Sanofi to Soon Start Testing Potential Zika Vaccines on Animals

  • Animal tests to help drugmaker select promising candidates
  • Company in active talks for possible Zika partnerships

Sanofi will begin testing potential Zika vaccines on animals this quarter, a step forward in the French drugmaker’s plans to select the most promising approaches, and start tests on humans next year.

“We are still whittling down our list of options,” Nicholas Jackson, head of research at Sanofi’s vaccine division, said in telephone interview Wednesday. By the end of June Sanofi will have “important animal studies ongoing. That animal work will be a very important part of being able to shortlist vaccine candidates that we think will hold promise.”

Paris-based Sanofi is the biggest pharmaceutical company rushing to develop a vaccine for the mosquito-borne virus that’s spreading rapidly across the Americas. The French drugmaker is betting its 20-year experience in developing a vaccine for dengue, a cousin of Zika, will allow it to quickly make inroads with the Zika virus. Other candidate vaccines are being developed by companies and institutions including Inovio Pharmaceuticals Inc. and the U.S. National Institutes of Health.

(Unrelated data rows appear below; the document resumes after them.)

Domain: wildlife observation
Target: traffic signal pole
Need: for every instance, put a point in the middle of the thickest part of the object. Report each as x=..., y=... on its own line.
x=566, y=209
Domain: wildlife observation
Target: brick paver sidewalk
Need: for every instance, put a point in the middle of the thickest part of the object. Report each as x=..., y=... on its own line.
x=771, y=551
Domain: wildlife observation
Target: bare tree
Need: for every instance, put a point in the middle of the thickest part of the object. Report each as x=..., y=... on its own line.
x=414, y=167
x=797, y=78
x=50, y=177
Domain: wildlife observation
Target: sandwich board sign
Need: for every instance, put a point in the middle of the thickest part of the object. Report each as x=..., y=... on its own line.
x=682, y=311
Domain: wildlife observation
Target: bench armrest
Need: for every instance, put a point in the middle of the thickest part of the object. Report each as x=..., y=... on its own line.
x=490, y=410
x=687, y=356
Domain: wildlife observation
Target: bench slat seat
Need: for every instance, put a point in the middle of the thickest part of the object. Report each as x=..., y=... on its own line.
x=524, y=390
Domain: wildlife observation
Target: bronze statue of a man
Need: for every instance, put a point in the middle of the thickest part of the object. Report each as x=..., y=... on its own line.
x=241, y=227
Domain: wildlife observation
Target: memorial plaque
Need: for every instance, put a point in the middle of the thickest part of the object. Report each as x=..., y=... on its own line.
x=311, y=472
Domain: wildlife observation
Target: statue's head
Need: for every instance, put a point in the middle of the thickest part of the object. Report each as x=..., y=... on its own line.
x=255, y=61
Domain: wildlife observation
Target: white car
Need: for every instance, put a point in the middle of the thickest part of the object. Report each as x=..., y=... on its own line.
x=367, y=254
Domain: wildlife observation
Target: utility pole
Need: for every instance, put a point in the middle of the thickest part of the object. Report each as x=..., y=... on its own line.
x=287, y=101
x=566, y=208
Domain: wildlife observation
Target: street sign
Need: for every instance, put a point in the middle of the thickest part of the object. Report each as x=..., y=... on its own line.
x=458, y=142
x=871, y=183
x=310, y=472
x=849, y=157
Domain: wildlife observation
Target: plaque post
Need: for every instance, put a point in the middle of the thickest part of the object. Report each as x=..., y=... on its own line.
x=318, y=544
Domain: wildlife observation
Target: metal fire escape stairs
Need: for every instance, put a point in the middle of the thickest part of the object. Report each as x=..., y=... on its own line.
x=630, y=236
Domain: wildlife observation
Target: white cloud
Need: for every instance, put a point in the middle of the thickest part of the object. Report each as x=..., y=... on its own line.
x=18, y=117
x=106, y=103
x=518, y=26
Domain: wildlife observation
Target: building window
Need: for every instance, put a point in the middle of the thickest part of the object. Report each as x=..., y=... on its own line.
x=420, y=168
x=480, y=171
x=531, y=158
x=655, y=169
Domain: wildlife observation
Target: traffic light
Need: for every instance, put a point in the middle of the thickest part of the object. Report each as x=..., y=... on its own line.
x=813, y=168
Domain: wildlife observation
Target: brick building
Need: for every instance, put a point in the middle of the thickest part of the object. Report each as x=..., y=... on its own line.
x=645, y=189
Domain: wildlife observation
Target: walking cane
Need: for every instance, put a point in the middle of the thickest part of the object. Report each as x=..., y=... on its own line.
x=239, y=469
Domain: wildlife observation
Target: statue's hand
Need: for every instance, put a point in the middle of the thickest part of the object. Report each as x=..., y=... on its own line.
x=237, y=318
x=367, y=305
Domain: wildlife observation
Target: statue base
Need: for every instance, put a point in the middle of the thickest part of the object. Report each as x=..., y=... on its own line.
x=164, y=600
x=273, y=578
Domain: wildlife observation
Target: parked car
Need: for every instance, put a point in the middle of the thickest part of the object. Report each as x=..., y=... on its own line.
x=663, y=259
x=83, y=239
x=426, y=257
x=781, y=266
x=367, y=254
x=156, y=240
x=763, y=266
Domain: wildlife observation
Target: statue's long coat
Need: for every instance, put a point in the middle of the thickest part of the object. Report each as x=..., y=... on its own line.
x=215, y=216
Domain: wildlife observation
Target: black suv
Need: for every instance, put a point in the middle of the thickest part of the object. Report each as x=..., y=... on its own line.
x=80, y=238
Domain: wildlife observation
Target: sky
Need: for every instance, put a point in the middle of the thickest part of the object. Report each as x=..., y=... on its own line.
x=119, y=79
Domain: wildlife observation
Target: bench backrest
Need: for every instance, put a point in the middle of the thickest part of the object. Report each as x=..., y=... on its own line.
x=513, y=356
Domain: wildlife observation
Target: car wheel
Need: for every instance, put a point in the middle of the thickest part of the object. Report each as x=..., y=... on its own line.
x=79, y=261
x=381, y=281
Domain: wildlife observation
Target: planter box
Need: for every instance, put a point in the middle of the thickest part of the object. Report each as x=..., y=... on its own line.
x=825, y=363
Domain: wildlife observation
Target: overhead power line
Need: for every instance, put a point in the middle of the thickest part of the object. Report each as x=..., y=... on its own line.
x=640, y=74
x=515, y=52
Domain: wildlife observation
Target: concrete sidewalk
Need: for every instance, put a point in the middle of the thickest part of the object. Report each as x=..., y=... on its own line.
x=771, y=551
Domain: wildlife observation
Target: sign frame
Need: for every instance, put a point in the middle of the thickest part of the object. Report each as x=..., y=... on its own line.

The Zika virus been determined to be the cause of a jump in the number of babies born with an alarming birth defect and is suspected in an increase in cases of a rare neurological disorder. The virus doesn’t cause serious illness in most infected people, who may experience mild flu-like symptoms. It will probably spread in Europe in the next three to four months, though the risk of an outbreak in people varies by region, the World Health Organization said earlier today.

Sanofi, which has teams working on the program both in Cambridge, Massachusetts, and Marcy l’Etoile, outside of Lyon, still aims to start testing an experimental Zika vaccine in human beings next year, Jackson said today. It’s too soon to say when such a vaccine could be on the market, he added.

Sanofi is “actively” talking to a “variety of different parties,” including institutions, universities and diagnostic companies, for potential Zika partnerships, he said.